R.M. v. Unica Insurance Inc. (17-007500)

The claimant exhausted his medical benefits coverage and sought payment of catastrophic impairment assessment outside of the medical benefits limits. He sought a total of $9,718. The insurer argued that it was not required to pay for assessments outside of the medical limits, and in the alternative, that one of the proposed assessments was not necessary. Adjudicator Mazerolle concluded that catastrophic impairment assessments are payable outside of the medical benefits limits. However, he also concluded that the assessments had to be reasonable. A proposed file review appeared duplicative of three other proposed assessments. The insurer was ordered to pay $7,718 for the assessments.

J.M. v. Certas Home and Auto Insurance Company (18-001406)

The claimant was involved in an accident in 1997. She applied for a catastrophic impairment determination in 2007, which found that she did not meet the definition. She did not dispute the determination. In 2016 she submitted a new OCF-19 seeking a catastrophic impairment determination and sought payment for assessments in that regard. The insurer argued that the claimant was not entitled to seek a catastrophic impairment determination and that it was not required to pay for assessments because the 10 year period had expired. Adjudicator Hines concluded that the claimant was permitted to submit a treatment plan for catastrophic assessments, and that such assessments could be payable because such assessments did not fall under the medical/rehabilitation limits. However, she also concluded that the procedure in the 2010 SABS applied rather than the 1996 SABS, meaning that the claimant’s entitlement to such assessments was limited to $2,000 per assessment and that rebuttal reports were not payable by the insurer. Finally, Adjudicator Hines concluded that the insurer was not required to pay for the claimed assessments because they were not reasonable and necessary. The evidence suggested that the claimant remained quite functional and did not demonstrate an ongoing functional limitation that had developed between 2007 and 2017.

Applicant v. Aviva General Insurance (17-007215)

The claimant sought entitlement to over $20,000 for multidisciplinary catastrophic impairment assessments. The insurer argued that the claimant had exhausted her medical benefits limits, that the proposed assessments were not reasonable and necessary, and that the assessment costs were in excess of the $2,000 limit.

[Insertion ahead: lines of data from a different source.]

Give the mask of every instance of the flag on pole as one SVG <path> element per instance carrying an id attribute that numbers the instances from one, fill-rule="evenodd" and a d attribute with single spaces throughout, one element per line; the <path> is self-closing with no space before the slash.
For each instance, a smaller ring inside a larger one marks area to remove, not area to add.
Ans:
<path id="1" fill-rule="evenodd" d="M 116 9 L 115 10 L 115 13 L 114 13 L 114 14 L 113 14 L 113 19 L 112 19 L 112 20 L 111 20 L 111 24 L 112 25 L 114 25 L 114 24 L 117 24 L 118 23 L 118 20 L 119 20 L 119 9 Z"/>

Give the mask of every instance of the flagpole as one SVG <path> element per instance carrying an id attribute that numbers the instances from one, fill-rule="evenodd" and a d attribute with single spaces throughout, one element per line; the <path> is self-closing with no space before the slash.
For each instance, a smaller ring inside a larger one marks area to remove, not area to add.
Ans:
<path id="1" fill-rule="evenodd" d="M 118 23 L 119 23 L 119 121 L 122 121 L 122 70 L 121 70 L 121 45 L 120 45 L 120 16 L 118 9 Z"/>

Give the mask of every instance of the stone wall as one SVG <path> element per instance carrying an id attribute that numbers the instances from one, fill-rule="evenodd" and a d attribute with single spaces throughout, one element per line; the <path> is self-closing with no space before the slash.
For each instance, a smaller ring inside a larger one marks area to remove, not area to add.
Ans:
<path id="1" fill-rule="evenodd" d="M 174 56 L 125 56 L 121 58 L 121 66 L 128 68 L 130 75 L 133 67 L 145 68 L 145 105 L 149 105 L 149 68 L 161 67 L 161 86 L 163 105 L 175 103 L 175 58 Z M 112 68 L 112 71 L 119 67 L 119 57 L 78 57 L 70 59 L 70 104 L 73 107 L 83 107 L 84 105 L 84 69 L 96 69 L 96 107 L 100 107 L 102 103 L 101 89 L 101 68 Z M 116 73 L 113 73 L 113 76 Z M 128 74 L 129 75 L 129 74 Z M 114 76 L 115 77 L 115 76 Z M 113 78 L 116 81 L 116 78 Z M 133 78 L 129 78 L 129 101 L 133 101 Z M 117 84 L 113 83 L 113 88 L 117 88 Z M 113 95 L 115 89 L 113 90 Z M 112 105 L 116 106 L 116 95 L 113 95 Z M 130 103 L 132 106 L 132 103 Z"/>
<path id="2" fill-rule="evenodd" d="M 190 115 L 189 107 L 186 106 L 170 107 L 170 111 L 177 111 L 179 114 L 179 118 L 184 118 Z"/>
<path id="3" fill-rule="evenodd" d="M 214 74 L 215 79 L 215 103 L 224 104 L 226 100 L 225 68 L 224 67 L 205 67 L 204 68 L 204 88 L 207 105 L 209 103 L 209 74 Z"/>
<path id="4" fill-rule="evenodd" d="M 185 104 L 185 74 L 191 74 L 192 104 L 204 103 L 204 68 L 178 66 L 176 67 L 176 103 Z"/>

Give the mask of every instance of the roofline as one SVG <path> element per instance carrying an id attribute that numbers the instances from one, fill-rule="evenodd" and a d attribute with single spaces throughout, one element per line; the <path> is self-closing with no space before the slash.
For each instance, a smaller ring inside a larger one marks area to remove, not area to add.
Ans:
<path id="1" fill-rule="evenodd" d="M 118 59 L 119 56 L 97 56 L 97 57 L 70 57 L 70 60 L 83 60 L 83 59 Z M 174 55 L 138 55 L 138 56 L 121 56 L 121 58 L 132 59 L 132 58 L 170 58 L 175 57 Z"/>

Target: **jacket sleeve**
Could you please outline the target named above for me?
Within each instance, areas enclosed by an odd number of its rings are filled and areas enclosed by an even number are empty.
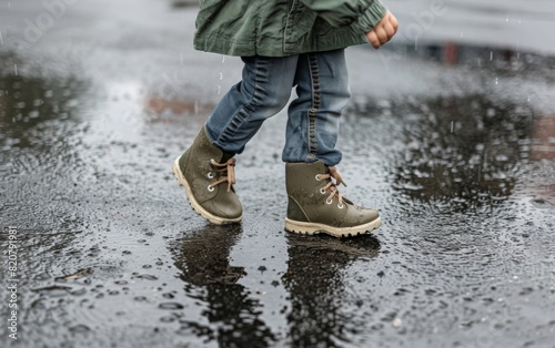
[[[367,33],[385,16],[387,9],[380,0],[300,0],[333,27],[354,27]]]

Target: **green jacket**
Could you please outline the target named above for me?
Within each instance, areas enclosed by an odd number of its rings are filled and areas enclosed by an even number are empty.
[[[286,57],[367,43],[385,16],[380,0],[200,0],[194,48]]]

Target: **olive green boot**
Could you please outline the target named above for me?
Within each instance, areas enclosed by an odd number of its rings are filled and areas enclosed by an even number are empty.
[[[354,205],[337,191],[343,180],[335,167],[323,162],[287,163],[287,218],[285,229],[295,233],[326,233],[349,237],[370,233],[382,225],[380,214]]]
[[[235,158],[218,149],[202,127],[194,143],[173,162],[173,174],[185,187],[196,214],[213,224],[241,222],[243,208],[235,194]]]

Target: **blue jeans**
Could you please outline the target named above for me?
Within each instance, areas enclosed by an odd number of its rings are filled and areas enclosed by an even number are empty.
[[[351,96],[344,50],[284,58],[244,57],[243,79],[223,96],[206,121],[210,140],[241,153],[262,123],[279,113],[296,85],[287,111],[284,162],[341,161],[335,149],[339,120]]]

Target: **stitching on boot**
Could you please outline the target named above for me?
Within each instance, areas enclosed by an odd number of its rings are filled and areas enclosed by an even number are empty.
[[[320,76],[316,54],[309,54],[309,66],[312,83],[312,105],[309,109],[309,157],[315,157],[316,142],[316,112],[320,109]]]

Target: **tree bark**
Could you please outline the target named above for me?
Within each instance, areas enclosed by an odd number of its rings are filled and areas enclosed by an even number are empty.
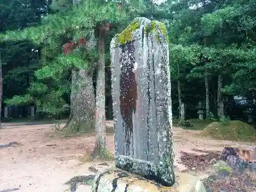
[[[222,82],[223,77],[221,74],[218,76],[218,116],[221,118],[224,116],[224,104],[222,97]]]
[[[205,115],[206,118],[209,118],[210,115],[210,99],[209,95],[209,81],[208,81],[208,74],[205,70]]]
[[[95,132],[96,141],[92,157],[102,157],[106,152],[105,116],[105,34],[104,27],[99,29],[98,52],[99,59],[97,66]]]
[[[0,129],[2,127],[1,116],[2,114],[2,97],[3,97],[3,73],[2,73],[2,59],[0,52]]]
[[[70,115],[64,130],[68,133],[92,131],[95,96],[92,74],[86,69],[72,72]]]
[[[177,88],[178,88],[178,99],[179,99],[179,119],[182,119],[181,116],[181,105],[182,104],[181,101],[181,90],[180,90],[180,80],[177,80]]]
[[[74,6],[79,0],[73,0]],[[94,31],[86,42],[86,49],[94,49]],[[90,132],[95,126],[95,99],[93,75],[88,69],[72,69],[70,93],[70,115],[64,131],[67,133]]]

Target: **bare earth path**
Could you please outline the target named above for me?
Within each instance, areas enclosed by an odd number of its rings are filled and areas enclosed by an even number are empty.
[[[0,148],[0,192],[8,189],[16,191],[70,191],[64,184],[73,177],[94,174],[88,168],[108,168],[102,162],[82,163],[79,159],[90,154],[94,147],[93,135],[63,138],[51,136],[52,124],[24,125],[3,124],[0,130],[0,145],[17,141],[8,148]],[[111,127],[112,122],[107,122]],[[186,168],[179,163],[180,151],[193,152],[193,148],[219,150],[223,146],[249,146],[245,143],[208,140],[199,136],[200,131],[186,131],[174,127],[175,165],[180,170]],[[113,134],[107,137],[108,149],[114,151]],[[113,166],[113,162],[108,162]],[[90,186],[81,186],[76,191],[91,191]]]

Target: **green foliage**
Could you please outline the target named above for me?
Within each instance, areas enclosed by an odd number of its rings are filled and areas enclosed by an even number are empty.
[[[225,125],[220,122],[213,122],[205,127],[203,135],[220,140],[255,141],[256,130],[239,120],[230,121]]]
[[[212,112],[209,113],[208,116],[206,117],[206,120],[212,121],[216,121],[217,119],[215,118],[214,115]]]
[[[227,162],[220,160],[216,164],[212,165],[213,168],[218,172],[227,172],[228,173],[232,173],[231,168]]]
[[[221,116],[220,119],[220,122],[222,125],[228,125],[230,124],[230,118],[227,116]]]
[[[190,122],[189,121],[188,121],[188,120],[180,120],[180,121],[179,121],[179,125],[182,126],[183,127],[193,127],[193,125],[191,125]]]

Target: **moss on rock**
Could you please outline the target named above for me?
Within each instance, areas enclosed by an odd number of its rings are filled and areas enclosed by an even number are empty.
[[[117,35],[116,45],[120,44],[123,45],[127,42],[131,41],[132,39],[132,32],[139,28],[140,23],[138,20],[135,20],[130,24],[128,27],[121,33]]]
[[[132,33],[139,29],[140,25],[145,26],[145,34],[147,36],[151,33],[153,33],[157,41],[161,41],[162,38],[166,38],[168,42],[166,28],[163,23],[156,20],[152,20],[147,23],[145,20],[141,21],[140,18],[137,18],[121,33],[117,35],[115,45],[124,45],[126,42],[131,41],[133,38]]]

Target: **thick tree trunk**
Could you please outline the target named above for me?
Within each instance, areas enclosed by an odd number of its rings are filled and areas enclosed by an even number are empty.
[[[96,85],[95,131],[96,141],[92,157],[102,157],[106,152],[106,116],[105,116],[105,33],[104,29],[99,31]]]
[[[178,99],[179,99],[179,118],[180,120],[181,118],[181,105],[182,104],[181,101],[181,90],[180,90],[180,80],[177,80],[177,87],[178,87]]]
[[[205,73],[205,115],[206,115],[206,118],[209,118],[210,115],[210,99],[209,95],[208,74],[206,70]]]
[[[224,116],[224,104],[222,97],[222,82],[223,77],[221,74],[218,76],[218,116],[221,118]]]
[[[2,114],[2,97],[3,97],[3,73],[2,73],[2,60],[0,52],[0,129],[1,127],[1,116]]]
[[[64,131],[68,133],[94,129],[95,96],[92,75],[86,69],[72,72],[70,116]]]

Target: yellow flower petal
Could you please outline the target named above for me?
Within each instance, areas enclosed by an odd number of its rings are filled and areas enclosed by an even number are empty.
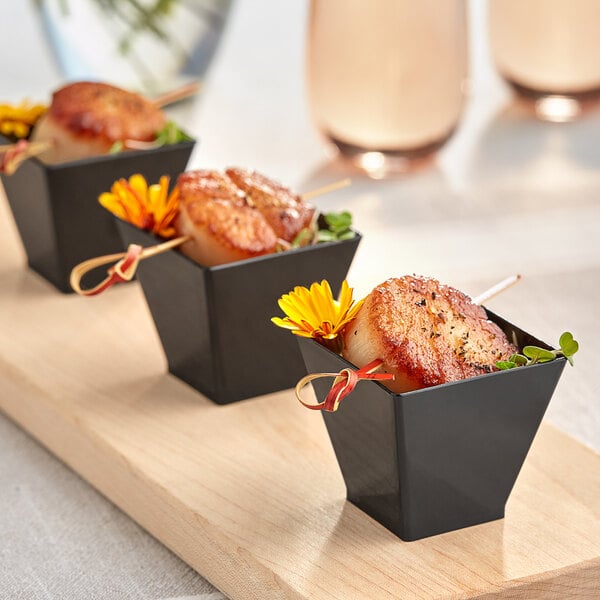
[[[172,238],[176,233],[173,222],[179,210],[179,192],[175,188],[168,195],[169,181],[163,175],[159,183],[148,185],[136,173],[129,180],[115,181],[111,192],[101,194],[98,201],[117,217],[163,238]]]
[[[347,281],[342,282],[340,300],[333,298],[331,286],[326,280],[313,283],[310,288],[295,287],[278,300],[285,317],[273,317],[278,327],[291,330],[301,337],[316,340],[333,340],[351,322],[363,301],[354,303],[353,289]]]

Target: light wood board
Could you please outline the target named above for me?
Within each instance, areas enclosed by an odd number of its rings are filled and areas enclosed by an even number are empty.
[[[0,408],[231,598],[600,597],[600,456],[573,439],[542,426],[505,519],[402,542],[291,391],[212,404],[166,374],[138,284],[63,296],[2,229]]]

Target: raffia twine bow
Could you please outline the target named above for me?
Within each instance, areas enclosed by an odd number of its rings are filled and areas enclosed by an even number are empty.
[[[116,283],[131,281],[135,276],[140,261],[180,246],[189,239],[189,236],[182,236],[168,240],[162,244],[149,246],[148,248],[142,248],[142,246],[139,246],[138,244],[130,244],[127,248],[127,252],[90,258],[89,260],[79,263],[71,271],[71,287],[81,296],[96,296]],[[84,290],[81,287],[81,279],[86,273],[114,261],[117,262],[108,269],[108,276],[97,286],[87,290]]]
[[[296,384],[296,398],[300,404],[306,408],[310,408],[311,410],[335,412],[338,409],[340,402],[354,391],[356,384],[360,380],[367,379],[376,381],[389,381],[394,379],[394,375],[392,373],[375,373],[375,371],[377,371],[382,364],[383,360],[377,358],[368,365],[365,365],[356,371],[352,369],[342,369],[339,373],[311,373],[310,375],[303,377]],[[315,379],[321,379],[323,377],[335,378],[329,393],[325,397],[325,400],[323,400],[323,402],[318,402],[317,404],[310,404],[302,400],[302,396],[300,395],[302,390],[311,381],[314,381]]]

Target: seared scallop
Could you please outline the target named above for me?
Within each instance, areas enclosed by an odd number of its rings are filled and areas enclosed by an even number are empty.
[[[225,172],[244,192],[246,203],[263,215],[278,238],[293,242],[310,225],[314,207],[277,181],[247,169],[231,167]]]
[[[181,251],[210,267],[275,252],[277,236],[260,212],[246,206],[239,190],[219,173],[180,176],[178,235],[190,236]]]
[[[143,96],[82,81],[54,92],[31,140],[51,142],[40,159],[59,163],[106,154],[119,141],[153,141],[165,123],[163,112]]]
[[[395,392],[489,373],[517,351],[468,296],[416,276],[378,285],[343,335],[344,357],[359,367],[382,359]]]

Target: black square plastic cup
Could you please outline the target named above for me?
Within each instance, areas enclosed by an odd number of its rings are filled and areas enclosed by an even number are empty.
[[[125,245],[161,240],[117,220]],[[289,331],[271,323],[277,300],[327,279],[338,294],[360,243],[351,240],[204,267],[179,250],[142,261],[137,278],[169,371],[218,404],[293,387],[305,368]]]
[[[517,345],[548,348],[488,316]],[[354,365],[313,340],[298,342],[309,373]],[[565,359],[395,394],[361,381],[323,412],[347,498],[405,541],[504,517]],[[313,381],[323,401],[331,381]]]
[[[75,265],[123,250],[114,218],[98,196],[134,173],[149,183],[161,175],[174,179],[185,170],[193,148],[190,141],[56,165],[31,158],[12,175],[1,175],[29,267],[61,292],[72,292],[69,277]],[[86,285],[102,278],[96,277],[86,277]]]

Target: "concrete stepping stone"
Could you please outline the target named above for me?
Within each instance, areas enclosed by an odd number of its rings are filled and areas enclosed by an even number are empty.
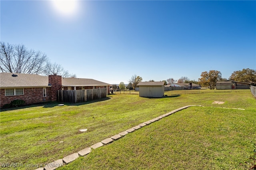
[[[54,170],[62,165],[63,165],[63,161],[62,159],[58,159],[52,162],[46,164],[44,169],[45,170]]]
[[[129,128],[129,129],[128,129],[128,130],[125,130],[125,131],[126,131],[126,132],[129,132],[129,133],[130,133],[130,132],[133,132],[133,131],[134,131],[135,130],[135,129],[134,129],[134,128]]]
[[[110,137],[111,138],[114,139],[114,140],[117,140],[121,137],[122,137],[122,136],[119,134],[116,134],[115,135],[114,135]]]
[[[136,126],[136,127],[132,127],[132,128],[134,128],[134,129],[138,129],[138,128],[140,128],[141,127],[139,126]]]
[[[126,134],[128,134],[129,132],[126,132],[126,131],[124,131],[124,132],[122,132],[121,133],[120,133],[119,134],[121,135],[121,136],[124,136]]]
[[[74,154],[71,154],[71,155],[68,155],[66,156],[65,156],[64,158],[63,158],[63,159],[62,159],[62,160],[65,163],[66,163],[66,164],[68,164],[69,162],[70,162],[73,160],[75,160],[79,157],[79,155],[78,155],[78,153],[74,153]]]
[[[101,142],[99,142],[91,146],[91,148],[93,149],[96,149],[103,146],[103,144]]]
[[[141,123],[140,125],[138,125],[138,126],[140,126],[141,127],[143,127],[144,126],[146,126],[146,125],[147,124],[146,124],[146,123]]]
[[[153,122],[155,122],[156,121],[155,121],[155,120],[154,120],[154,119],[152,119],[152,120],[150,120],[148,121],[148,122],[150,122],[151,123],[152,123]]]
[[[92,148],[86,148],[78,152],[78,154],[82,156],[88,154],[91,151]]]
[[[151,122],[150,122],[149,121],[147,121],[146,122],[144,122],[143,123],[144,123],[146,125],[149,125],[151,123],[152,123]]]
[[[111,143],[113,142],[113,140],[111,138],[107,138],[106,139],[104,139],[103,140],[101,141],[101,142],[104,144],[107,144],[108,143]]]

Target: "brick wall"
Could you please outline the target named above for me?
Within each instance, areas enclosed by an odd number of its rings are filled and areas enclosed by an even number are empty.
[[[49,75],[49,83],[52,85],[51,99],[52,101],[57,100],[57,91],[62,89],[61,76],[57,75]]]
[[[46,96],[43,97],[42,87],[24,88],[24,94],[16,96],[5,96],[5,89],[0,89],[0,107],[4,105],[9,104],[12,101],[16,99],[23,100],[26,105],[36,103],[51,101],[51,91],[50,87],[47,87]]]

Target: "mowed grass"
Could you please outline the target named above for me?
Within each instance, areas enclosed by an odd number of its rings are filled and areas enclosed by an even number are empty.
[[[115,94],[96,102],[2,110],[0,162],[50,163],[176,109],[199,105],[205,107],[177,112],[60,169],[246,169],[240,164],[249,161],[256,142],[256,100],[250,90],[173,92],[162,99]]]

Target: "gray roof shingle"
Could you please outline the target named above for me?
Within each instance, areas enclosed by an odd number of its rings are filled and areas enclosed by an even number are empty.
[[[13,74],[17,77],[12,77]],[[0,73],[0,87],[48,87],[48,76],[36,74]]]

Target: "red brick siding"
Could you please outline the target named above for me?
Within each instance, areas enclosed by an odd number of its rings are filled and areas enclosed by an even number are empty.
[[[46,96],[43,97],[43,88],[25,88],[23,95],[5,96],[4,89],[0,89],[0,107],[9,104],[16,99],[22,99],[26,102],[26,105],[51,101],[51,88],[46,88]]]
[[[52,101],[57,100],[57,91],[62,89],[61,76],[57,75],[49,75],[49,83],[52,85],[51,100]]]

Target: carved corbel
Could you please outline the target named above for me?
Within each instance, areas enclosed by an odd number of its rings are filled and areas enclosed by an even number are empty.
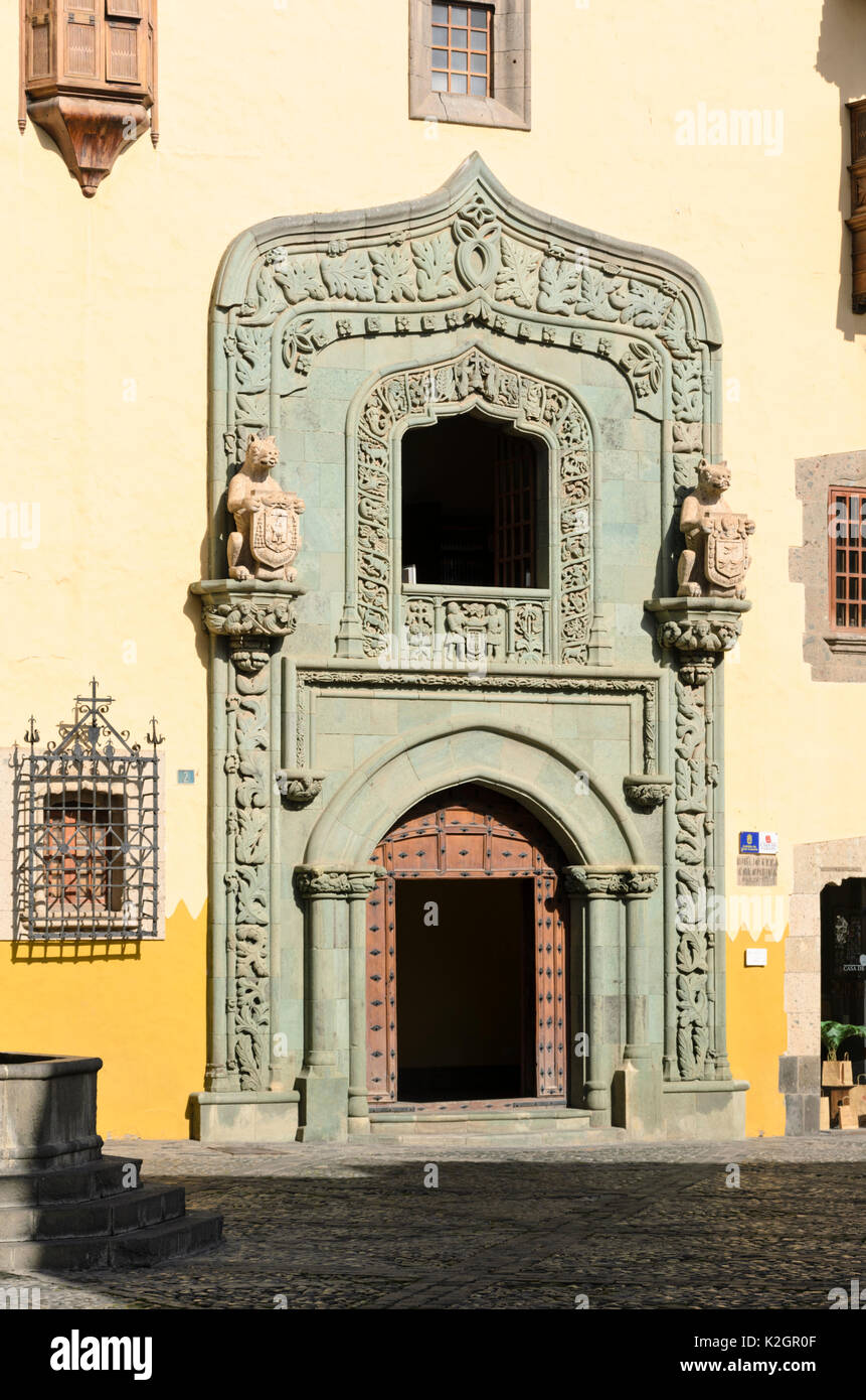
[[[306,806],[322,791],[323,773],[306,773],[304,769],[277,769],[274,785],[288,806]]]
[[[660,777],[658,773],[630,773],[623,778],[628,802],[642,812],[652,812],[660,806],[672,787],[673,778]]]
[[[644,603],[656,620],[656,640],[680,662],[686,685],[702,685],[743,629],[744,598],[651,598]]]
[[[299,584],[217,578],[192,584],[201,599],[201,620],[218,637],[291,637],[297,627]]]
[[[385,874],[381,865],[295,865],[295,892],[299,899],[361,899]]]
[[[583,899],[649,899],[659,883],[658,865],[567,865],[567,895]]]

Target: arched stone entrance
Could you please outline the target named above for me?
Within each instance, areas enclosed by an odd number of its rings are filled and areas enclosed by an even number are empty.
[[[565,1103],[565,857],[540,822],[466,784],[414,806],[372,858],[383,875],[367,900],[371,1105]]]
[[[252,1120],[284,1138],[295,1113],[304,1140],[369,1130],[371,851],[462,783],[522,804],[565,861],[589,1036],[569,1109],[648,1135],[740,1131],[705,918],[723,899],[715,662],[734,623],[707,599],[684,622],[673,596],[680,493],[719,444],[719,343],[693,269],[529,209],[478,157],[427,199],[273,220],[228,251],[194,585],[211,634],[203,1134]],[[411,582],[404,447],[460,420],[546,456],[534,559],[498,581],[494,564],[492,585]],[[294,584],[225,577],[225,489],[263,433],[306,504]],[[508,490],[502,475],[494,524]]]

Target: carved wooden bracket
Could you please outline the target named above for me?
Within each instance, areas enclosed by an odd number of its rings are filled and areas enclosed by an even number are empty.
[[[157,120],[157,0],[20,7],[18,126],[52,137],[85,199]]]

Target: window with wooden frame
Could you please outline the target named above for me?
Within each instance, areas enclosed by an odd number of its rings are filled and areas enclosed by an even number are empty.
[[[866,630],[866,491],[831,486],[827,522],[830,622],[838,629]]]
[[[18,126],[56,143],[91,197],[150,126],[157,144],[157,0],[20,0]]]
[[[492,95],[492,8],[477,4],[432,7],[434,92]]]
[[[410,0],[410,118],[529,130],[529,8]]]

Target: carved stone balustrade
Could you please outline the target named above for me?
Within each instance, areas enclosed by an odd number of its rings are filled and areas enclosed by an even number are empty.
[[[504,595],[404,584],[400,645],[410,666],[540,666],[553,657],[550,606],[541,588]]]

Adjudicator Grant held that the medical benefits limits did not apply to catastrophic impairment assessments, and that each assessment could cost up to $2,000. In order to be payable though, each proposed assessment had to be reasonable and necessary. He awarded the cost of the neurological, occupational therapy, psychiatry, and orthopaedic assessments. He rejected the claims for a file review and a medical document review, which should fall within the cost of each approved assessment.